Examples 5-6 and Comparative Examples 5-6
The thermochromic compositions obtained in Examples 1-2 and Comparative Examples 1-2 were microencapsulated using the materials shown in Table 2. First, the resin main ingredient (main raw material) used as the capsule wall film and the thermochromic composition were uniformly mixed and dissolved using a dissolution aid (solvent) to obtain a solution. Subsequently, the said solution was added in the emulsifier aqueous solution heated at 30-60 degreeC, carrying out medium shear stirring. Next, O / W emulsion (droplet particle size: about 5 μm) was obtained from the solution by performing high shear stirring. Thereafter, the stirring was switched to low shear stirring, and the aqueous crosslinking agent solution was dropped into the O / W emulsion. After reacting at a temperature of 60 to 90 ° C. for 3 to 12 hours, the slurry was cooled to room temperature to obtain a slurry in which microcapsules were dispersed.

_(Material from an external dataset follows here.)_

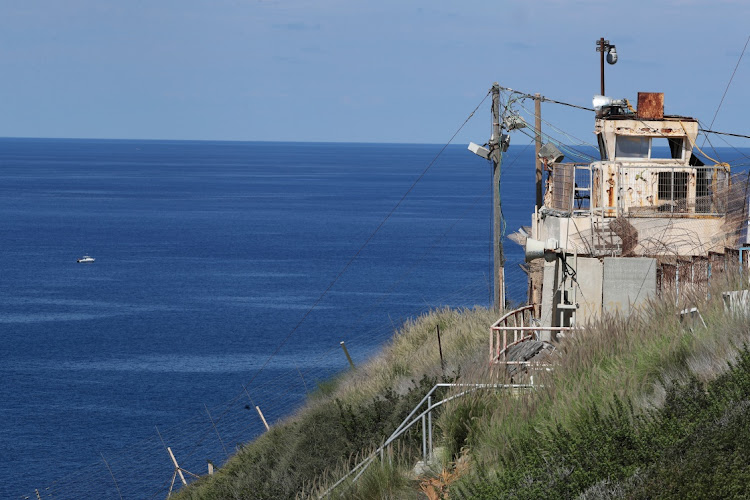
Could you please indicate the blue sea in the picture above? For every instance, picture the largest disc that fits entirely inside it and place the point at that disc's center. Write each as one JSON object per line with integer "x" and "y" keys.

  In Table 2, trimethylolpropane adduct of toluylene diisocyanate was used as the resin main agent * 1.

Test example 1
The thermochromic compositions obtained in Examples and Comparative Examples and microcapsules were examined for thermochromic properties.

<Preparation of sample>
In Examples 1-4 and Comparative Examples 1-4, the thermochromic composition heated to 70-100 degreeC was No .. A sample for colorimetry was prepared by dropping 0.05 g on 5 filter papers and impregnating by heating at 120 ° C. for 10 minutes.

  In Examples 5 to 6 and Comparative Examples 5 to 6, the microcapsule slurry cooled to room temperature was screen-printed on Kent paper and dried at room temperature for 2 hours to obtain a sample for colorimetry.

<Evaluation>
Color measurement of the sample was performed using a color difference meter (product name “CR-300” manufactured by Minolta). (1) Color development density ΔE * ₁ , (2) Ground color development (decoloration density) ΔE * ₀ and (3) Discoloration The color difference [ΔE * ₁ −ΔE * ₀ ] was measured. The results are shown in Table 1 and Table 2, respectively.

  As shown in Table 1, in Examples 1 to 4 using a bisphenolfluorene-based compound as a developer, the background color (while maintaining a high color density compared to Comparative Examples 1 to 4 using a general-purpose developer ( There was little color residue at the time of erasing, and a large color change was obtained.

  Also in the microcapsules, as shown in Table 2, in Examples 5 to 6 using a bisphenolfluorene compound as a developer, higher color development than Comparative Examples 5 to 6 using a general-purpose developer. While maintaining the density, there was little background color development (color residue at the time of decoloring), and a large color change was obtained.

Claims (3)

A thermochromic composition comprising an electron-donating color-developing organic compound, an electron-accepting compound and a desensitizer, wherein the electron-accepting compound is a bisphenolfluorene compound. . A compound represented by the following general formula (1):
(However, R ^{1 to} R ⁴ are the same or different from each other, and each represents a hydrogen atom, a hydrocarbon group which may have a substituent, or a halogen atom.)
The thermochromic composition according to claim 1, wherein A thermochromic microcapsule comprising the composition according to claim 1 or 2 encapsulated in a microcapsule.